What knives are the "basic knives"? I know a chef's knife but what's the order from there?


----------



## chinacats (May 4, 2013)

The knife your mom uses likely just needs a good sharpening--realize that all knives will need to be sharpened at a point, but this can be done professionally a couple times a year or you can learn to sharpen and save even more money. 

You really only need a couple of knives--2 or 3 unless you want to get into specialty knives. A decent size chef's knife, a paring knife and maybe a bread knife--if your knives stay sharp you really do not need a bread knife, but if you want one there are a few that people really like (see Mac or Tojiro). Most sets are sold to help companies unload unwanted knives to people who don't know better. Browse around and ask questions when you have them.

Cheers


----------



## bamin (May 4, 2013)

Check out this store on ebay as well. The vendor is very helpful and the prices are not at all high.

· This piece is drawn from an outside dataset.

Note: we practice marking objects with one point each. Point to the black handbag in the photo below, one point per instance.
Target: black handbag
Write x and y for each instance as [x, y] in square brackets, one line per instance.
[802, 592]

http://stores.ebay.com/BluewayJapan


----------



## RRLOVER (May 4, 2013)

It is Very Bad Luck to give or recieve a knife as a gift......I hope you are not superstitious:angel2: I have always make my family give me a dollar when I gave them a knife,as you can guess I am superstitious


----------



## cgul629 (May 4, 2013)

I'm going to second what Phip said. Consider getting the Forschner Victorinox Fibrox knives. You can get them in a set with a block which makes a nice wedding gift and will cover all the basic knives. Those knives will serve you well, and if you wish to upgrade in the future you can do it a knife or two at a time and still use the block. I'm in the process of upgrading/adding to my fibrox knives, but they still get plenty of work.

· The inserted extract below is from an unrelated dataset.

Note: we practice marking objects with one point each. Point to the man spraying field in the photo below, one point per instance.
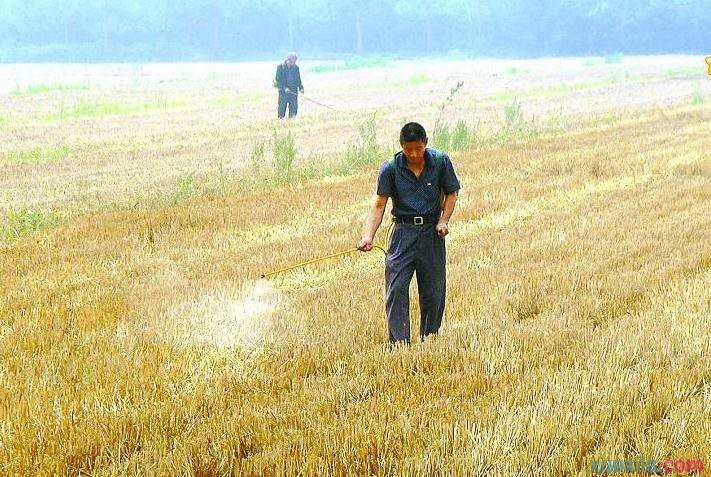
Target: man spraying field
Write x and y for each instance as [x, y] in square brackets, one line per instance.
[423, 186]
[288, 80]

You may also want to consider adding to the set with a a Japanese knife - like a smaller gyuto or santoku -Chinacats gave links to vendors who will help you get something suit you.

And congratulations on you upcoming wedding!


----------



## rhondarc (May 4, 2013)

Thanks! Yeah, neither of us are superstitious. That said, it will be likely that no one buys the knives for us and/or we will get money gifts so either way, we'll get a set. (We'll need it! We have nothing!)

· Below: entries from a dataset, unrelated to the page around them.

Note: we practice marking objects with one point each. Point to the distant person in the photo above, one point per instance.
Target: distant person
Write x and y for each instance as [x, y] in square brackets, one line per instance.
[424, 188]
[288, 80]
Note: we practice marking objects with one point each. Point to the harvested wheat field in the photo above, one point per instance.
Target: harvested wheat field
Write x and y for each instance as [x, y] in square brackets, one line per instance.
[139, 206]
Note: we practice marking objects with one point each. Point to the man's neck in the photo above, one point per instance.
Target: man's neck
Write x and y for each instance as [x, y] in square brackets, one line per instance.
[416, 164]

I know knives need sharpening; my dad sharpens ours on occasion. I'll have to have someone in our area give me a lesson as the last time I tried sharpening metal tools, I killed my most used wood carving tool. (I'm an art student) Granted, that was a rounded tool but still. I'm sure I can learn from SOMEONE around here.

Thanks! I've heard Victorinox is a good brand; my dad has found a few of them at thrift shops so he's shared his excitement before.


----------



## chinacats (May 4, 2013)

Forschner/Victorinox are definitely great value knives. I think though that if you are going to consider these a wedding gift--either you buy or others buy for you that you may want to upgrade just a bit. Jon at JKI--if you call him on the phone he will spend a bit of time to has some really nice knives that aren't too expensive and will last a lifetime (so will the Victorinox). You can also buy stones from any of the vendors here and learn pretty good skills through some videos available. The skillset will transfer to your toolset as well so that may be a good place to start. 

I use a few Victorinox knives (bread and boning knife) and they are great for the money. The chef's knife has quite a bit of belly to it though so make sure this is what you like--most Japanese blades have a slightly flatter profile more in the French tradition.

The Victorinox have two handle options, one is Fibrox which is black and kind of non-slip, they also have a rosewood that I believe looks very nice.

Cheers!


----------



## rhondarc (May 4, 2013)

Thanks. I just registered for the victorinox (ironically, cheaper than the Wustofs and Zwilling Henckels) and I'll look at the gyuto later. 

What IS a gyuto? Whats the difference between gyuto and santoku (which I have heard of)? Do they cut different things? Do you handle them differently? I looked at those vendors online and the prices were all across the board...is there a suggestion of a place to start with?

One more question...cutting boards? What's the difference in materials? Is there an importance in the difference? Why wood vs poly? What's the difference in the thickness of the wood? Etc...? (Like I said, I know diddly squat.)

Thank you so much!


----------



## bamin (May 4, 2013)

A gytuo is the Japanese term for chef knife, the kanji for it mean "cow sword". They are patterned after French style chef knives rather than the German. A santoku can be used as a chef knife and some people prefer it because it can be used to easily scoop up whatever you cut. I can't really speak for its other benefits over a gyuto (never used one), I guess it comes down to personal taste. 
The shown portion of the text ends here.